Feeling very foolish and wishing she could die from embarrassment, Madison moved out from between the pantry and the refrigerator, then stepped into the kitchen. For a moment she didn’t know what to do. Should she find the man and apologize? Explain to him that she hadn’t really been snooping? Or should she just go to Frank and tell him that she absolutely positively had to return to Montana now.

Madison looked down at the fishing pole still clutched in her hand. On the other hand, she could just get out of the house and spend a day by herself near a stream somewhere and not think about Thomas Randall or her husband or any other man in the entire world.

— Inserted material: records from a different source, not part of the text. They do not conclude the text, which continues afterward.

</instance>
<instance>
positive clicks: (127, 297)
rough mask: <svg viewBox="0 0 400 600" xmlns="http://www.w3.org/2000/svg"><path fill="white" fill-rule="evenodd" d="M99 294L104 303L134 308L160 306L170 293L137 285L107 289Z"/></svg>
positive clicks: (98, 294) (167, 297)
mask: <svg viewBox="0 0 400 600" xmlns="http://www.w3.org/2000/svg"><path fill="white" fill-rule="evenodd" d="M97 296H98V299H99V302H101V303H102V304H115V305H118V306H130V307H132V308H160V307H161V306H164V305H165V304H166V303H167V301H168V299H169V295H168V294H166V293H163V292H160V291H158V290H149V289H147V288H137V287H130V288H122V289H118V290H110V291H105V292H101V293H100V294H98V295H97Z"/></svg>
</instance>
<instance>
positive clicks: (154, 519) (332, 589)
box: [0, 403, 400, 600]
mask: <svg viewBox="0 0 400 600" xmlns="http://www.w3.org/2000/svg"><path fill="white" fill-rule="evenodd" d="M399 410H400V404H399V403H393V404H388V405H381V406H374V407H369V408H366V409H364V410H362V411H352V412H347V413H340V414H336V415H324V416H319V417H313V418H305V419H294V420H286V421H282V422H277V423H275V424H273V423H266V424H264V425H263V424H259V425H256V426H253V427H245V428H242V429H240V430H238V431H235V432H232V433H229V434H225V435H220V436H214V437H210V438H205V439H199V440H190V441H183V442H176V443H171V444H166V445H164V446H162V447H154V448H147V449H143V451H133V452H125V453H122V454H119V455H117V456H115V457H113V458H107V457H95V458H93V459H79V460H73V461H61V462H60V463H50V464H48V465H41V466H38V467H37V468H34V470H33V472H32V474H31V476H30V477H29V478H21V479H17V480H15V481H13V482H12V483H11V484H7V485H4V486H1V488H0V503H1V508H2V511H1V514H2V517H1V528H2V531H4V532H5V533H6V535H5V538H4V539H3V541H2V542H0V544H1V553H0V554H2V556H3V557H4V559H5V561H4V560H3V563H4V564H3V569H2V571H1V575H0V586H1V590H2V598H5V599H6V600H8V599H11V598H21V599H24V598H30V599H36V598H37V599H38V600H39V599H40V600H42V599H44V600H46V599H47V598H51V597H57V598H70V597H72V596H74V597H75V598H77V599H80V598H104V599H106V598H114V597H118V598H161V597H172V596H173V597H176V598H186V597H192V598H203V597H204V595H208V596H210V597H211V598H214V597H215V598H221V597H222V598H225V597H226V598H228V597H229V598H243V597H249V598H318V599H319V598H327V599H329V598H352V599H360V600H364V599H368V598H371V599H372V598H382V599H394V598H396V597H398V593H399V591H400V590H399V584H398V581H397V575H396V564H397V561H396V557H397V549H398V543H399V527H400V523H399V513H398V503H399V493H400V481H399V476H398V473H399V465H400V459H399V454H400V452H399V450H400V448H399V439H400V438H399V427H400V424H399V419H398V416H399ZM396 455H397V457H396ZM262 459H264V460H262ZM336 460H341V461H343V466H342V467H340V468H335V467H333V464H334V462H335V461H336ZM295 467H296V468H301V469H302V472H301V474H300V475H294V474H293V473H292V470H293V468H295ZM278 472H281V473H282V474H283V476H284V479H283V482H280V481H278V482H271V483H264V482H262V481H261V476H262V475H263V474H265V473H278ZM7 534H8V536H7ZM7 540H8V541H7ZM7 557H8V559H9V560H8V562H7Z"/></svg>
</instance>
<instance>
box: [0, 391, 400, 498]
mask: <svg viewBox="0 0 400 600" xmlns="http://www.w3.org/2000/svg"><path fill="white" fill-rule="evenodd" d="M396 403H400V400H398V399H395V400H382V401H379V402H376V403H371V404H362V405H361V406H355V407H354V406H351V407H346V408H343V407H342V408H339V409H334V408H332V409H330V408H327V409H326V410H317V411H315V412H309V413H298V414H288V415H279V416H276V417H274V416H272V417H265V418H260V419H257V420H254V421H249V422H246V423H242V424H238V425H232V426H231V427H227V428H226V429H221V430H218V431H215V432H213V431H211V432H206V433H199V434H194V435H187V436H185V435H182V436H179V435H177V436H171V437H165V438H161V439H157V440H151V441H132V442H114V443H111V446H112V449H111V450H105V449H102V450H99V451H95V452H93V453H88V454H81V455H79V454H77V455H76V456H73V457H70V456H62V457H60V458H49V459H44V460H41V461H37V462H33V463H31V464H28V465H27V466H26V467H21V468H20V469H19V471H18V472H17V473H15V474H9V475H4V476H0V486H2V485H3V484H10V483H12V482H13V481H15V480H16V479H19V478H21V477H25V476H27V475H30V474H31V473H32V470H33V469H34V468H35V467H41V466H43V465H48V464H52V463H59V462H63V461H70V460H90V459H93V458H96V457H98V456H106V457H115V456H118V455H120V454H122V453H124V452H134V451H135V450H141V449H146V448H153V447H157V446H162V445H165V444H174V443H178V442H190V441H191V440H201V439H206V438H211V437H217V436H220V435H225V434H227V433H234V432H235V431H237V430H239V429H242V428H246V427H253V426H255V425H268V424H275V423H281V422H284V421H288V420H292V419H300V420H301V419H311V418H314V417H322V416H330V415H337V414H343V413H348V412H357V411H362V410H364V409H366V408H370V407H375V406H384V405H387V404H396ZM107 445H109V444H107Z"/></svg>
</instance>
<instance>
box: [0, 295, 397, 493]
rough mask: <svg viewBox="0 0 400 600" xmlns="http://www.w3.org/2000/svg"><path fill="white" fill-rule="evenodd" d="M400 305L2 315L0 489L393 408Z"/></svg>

In the end, fishing won out. She grabbed half a dozen biscuits from the sheet that had just been taken from the oven, and with a defiant little smile, she also took six slices of bacon, a couple of napkins, and left the kitchen. On the way out, she saw Adelia and the skinny little woman she’d seen with her yesterday, the one who seemed to be named Pretty, and Madison waved to them as she headed in the direction that Brooke had pointed out to her last night.

Thomas stepped through the trees and stopped dead in his tracks. Ahead of him, standing in his favorite fishing spot, the spot that had been his since he was six years old, was . . . was . . . Botticelli’s Venus was the first thing that came to his mind.

Standing with her back to him, she looked like something from a fishing magazine that would be titled “Lust Fantasies Issue.” She was tall, slim, curvy. She had on snug, worn jeans and green thigh-high waders. Above the boots was a round, firm rear end that curved up into a tiny waist that was encircled with a wide leather belt. She had on a denim shirt and a vest that must have been his brother’s years ago, as it was too small for her. It reached only halfway down her back.

She had yards of honey blonde hair that hung down her back in huge waves, and when she swirled the pole around, her hair floated about her like some erotic cloud.